Ji Liu1, Haobin Zhang1, Renhui Sun1, Yafeng Liu1, Zhangshuo Liu1, Aiguo Zhou2, Zhong‐Zhen Yu1
1State Key Laboratory of Organic–Inorganic Composites, College of Materials Science and Engineering, Beijing University of Chemical Technology, Beijing 100029, China
2School of Materials Science and Engineering, Henan Polytechnic University, Jiaozuo 454003, China
Tóm tắt
Ultrathin, lightweight, and flexible electromagnetic‐interference (EMI) shielding materials are urgently required to manage increasingly serious radiation pollution. 2D transition‐metal carbides (MXenes) are considered promising alternatives to graphene for providing excellent EMI‐shielding performance due to their outstanding metallic electrical conductivity. However, the hydrophilicity of MXene films may affect their stability and reliability when applied in moist or wet environments.
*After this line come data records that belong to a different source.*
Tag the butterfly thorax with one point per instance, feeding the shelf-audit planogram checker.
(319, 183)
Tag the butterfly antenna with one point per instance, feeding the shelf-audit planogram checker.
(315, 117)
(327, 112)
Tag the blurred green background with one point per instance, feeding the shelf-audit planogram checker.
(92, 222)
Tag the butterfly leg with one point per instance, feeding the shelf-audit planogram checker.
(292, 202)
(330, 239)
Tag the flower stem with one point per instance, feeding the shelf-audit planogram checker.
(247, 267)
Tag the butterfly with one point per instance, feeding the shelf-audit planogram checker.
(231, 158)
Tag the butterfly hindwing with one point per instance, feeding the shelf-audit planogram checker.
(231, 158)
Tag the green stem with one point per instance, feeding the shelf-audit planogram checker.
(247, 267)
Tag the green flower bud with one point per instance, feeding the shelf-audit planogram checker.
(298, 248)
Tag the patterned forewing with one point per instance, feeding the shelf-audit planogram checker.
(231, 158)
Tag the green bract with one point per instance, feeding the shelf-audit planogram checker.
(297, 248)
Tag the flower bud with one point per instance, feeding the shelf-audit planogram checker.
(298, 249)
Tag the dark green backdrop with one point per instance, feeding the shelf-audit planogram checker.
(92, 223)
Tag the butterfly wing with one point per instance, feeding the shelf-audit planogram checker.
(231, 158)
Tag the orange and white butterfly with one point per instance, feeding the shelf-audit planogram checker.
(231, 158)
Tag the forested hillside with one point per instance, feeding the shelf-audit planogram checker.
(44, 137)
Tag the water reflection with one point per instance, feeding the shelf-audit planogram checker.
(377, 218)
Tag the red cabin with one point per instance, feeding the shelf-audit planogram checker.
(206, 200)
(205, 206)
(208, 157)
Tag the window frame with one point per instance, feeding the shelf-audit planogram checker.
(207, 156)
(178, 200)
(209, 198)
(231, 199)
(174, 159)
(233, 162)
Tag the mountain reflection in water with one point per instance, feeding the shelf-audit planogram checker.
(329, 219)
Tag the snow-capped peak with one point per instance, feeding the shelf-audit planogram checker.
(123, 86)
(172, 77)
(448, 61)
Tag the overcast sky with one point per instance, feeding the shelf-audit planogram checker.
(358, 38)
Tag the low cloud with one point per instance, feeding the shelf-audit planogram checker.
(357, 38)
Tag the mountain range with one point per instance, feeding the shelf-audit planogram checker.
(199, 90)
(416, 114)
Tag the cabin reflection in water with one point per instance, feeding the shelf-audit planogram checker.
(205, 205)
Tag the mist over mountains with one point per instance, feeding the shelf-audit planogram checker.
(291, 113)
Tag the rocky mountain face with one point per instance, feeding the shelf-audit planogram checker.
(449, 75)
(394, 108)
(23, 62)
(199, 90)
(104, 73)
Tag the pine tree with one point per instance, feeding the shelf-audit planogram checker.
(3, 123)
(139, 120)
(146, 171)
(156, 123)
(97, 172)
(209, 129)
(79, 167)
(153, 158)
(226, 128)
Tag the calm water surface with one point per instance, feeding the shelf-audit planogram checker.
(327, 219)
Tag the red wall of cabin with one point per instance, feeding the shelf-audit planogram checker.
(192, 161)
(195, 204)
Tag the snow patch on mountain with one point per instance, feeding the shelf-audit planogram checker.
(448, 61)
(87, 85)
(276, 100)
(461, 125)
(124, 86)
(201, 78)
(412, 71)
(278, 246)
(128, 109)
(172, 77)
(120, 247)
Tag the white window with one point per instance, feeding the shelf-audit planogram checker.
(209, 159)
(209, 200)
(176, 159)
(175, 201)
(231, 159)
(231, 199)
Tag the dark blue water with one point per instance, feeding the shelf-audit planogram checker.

Herein, for the first time, an efficient and facile approach is reported to fabricate freestanding, flexible, and hydrophobic MXene foam with reasonable strength by assembling MXene sheets into films followed by a hydrazine‐induced foaming process. In striking contrast to well‐known hydrophilic MXene materials, the MXene foams surprisingly exhibit hydrophobic surfaces and outstanding water resistance and durability. More interestingly, a much enhanced EMI‐shielding effectiveness of ≈70 dB is achieved for the lightweight MXene foam as compared to its unfoamed film counterpart (53 dB) due to the highly efficient wave attenuation in the favorable porous structure. Therefore, the hydrophobic, flexible, and lightweight MXene foam with an excellent EMI‐shielding performance is highly promising for applications in aerospace and portable and wearable smart electronics.